Retourner à leurs fourneaux était l’injonction faite aux femmes de cette Algérie indépendante qui gravait dans le marbre un statut de sous-citoyennes à celles qui avaient tout donné pour leur pays. Dans la version de l’Histoire écrite par les hommes, les femmes n’ont donc aucun rôle politique alors qu’elles ont très tôt occupé ce terrain. Ainsi le Front de libération nationale (FLN) durant la révolution n’a compté aucune femme dans ses instances dirigeantes et encore moins dans sa version parti unique au pouvoir post indépendance.
L’historienne Malika Korso rappelle pourtant « le combat permanent » (2) des femmes remontant à leur résistance au 19ème siècle. D’ailleurs, n’ont-elles pas créé des associations comme l’Union des Femmes d’Algérie proche du parti communiste en 1947 ?

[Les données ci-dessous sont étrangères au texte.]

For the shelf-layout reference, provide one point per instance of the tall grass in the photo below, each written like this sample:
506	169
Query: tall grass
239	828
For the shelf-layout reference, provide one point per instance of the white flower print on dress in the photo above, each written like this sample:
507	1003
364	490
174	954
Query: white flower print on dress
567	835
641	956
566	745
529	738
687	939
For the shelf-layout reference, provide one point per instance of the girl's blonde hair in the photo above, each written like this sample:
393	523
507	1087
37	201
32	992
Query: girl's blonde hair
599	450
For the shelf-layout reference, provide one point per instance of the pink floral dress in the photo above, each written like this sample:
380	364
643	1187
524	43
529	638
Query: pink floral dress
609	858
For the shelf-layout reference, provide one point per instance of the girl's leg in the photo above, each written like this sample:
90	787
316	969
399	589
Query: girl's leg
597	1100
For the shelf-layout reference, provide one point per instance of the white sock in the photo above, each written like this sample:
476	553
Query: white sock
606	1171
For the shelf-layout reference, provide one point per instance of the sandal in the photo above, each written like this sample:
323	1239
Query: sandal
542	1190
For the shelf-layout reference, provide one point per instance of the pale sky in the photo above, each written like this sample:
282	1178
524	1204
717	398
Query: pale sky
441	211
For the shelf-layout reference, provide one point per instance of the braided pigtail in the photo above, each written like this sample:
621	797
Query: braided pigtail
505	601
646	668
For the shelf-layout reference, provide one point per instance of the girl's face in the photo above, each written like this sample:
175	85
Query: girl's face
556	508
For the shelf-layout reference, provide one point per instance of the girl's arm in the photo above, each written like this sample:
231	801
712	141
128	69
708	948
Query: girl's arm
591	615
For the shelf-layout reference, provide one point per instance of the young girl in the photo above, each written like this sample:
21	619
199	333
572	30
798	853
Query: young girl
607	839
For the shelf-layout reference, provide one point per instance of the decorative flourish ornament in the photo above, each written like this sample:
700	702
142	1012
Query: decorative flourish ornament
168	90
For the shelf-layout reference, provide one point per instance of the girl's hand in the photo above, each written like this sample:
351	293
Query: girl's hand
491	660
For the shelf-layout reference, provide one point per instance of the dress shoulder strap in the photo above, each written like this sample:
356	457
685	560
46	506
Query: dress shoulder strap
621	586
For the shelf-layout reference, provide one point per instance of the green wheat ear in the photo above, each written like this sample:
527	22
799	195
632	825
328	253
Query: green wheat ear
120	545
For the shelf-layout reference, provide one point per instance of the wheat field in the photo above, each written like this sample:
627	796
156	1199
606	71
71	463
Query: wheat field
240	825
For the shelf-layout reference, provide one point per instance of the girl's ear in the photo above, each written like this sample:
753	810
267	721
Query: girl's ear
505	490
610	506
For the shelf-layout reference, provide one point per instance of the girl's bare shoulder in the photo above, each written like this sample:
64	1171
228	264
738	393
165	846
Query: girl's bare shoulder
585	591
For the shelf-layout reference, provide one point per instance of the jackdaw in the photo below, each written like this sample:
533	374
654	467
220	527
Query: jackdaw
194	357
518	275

Les Algériennes, et parmi elles les anciennes moudjahidates, n’ont jamais cessé leur action politique pour arracher leurs droits de citoyennes et l’ont encore prouvé durant la résistance face à l’islamisme armé et ses groupes terroristes.
Elles étaient aux avant-postes dans les manifestations populaires du Hirak en 2019 où elles ont porté leurs revendications malgré les réticences et le fameux « ce n’est pas le moment ». La contestation féministe n’a pas faibli bien qu’elle s’exprime aujourd’hui sous d’autres formes.
Malika Korso souligne également que : « longtemps ignorée de l’Histoire, frustrée de sa mémoire, rendue presque amnésique, en tous cas absente de la vie de la nation, la femme milite pour sa présence dans le combat d’aujourd’hui comme elle a milité hier pour avoir sa place dans le combat libérateur ».
La relève semble toutefois assurée par de jeunes cinéastes, des écrivaines, des universitaires et des historiennes pour garder vivante l’aspiration des Algériennes à la reconnaissance de leurs luttes historiques et à leur aspiration d’égalité.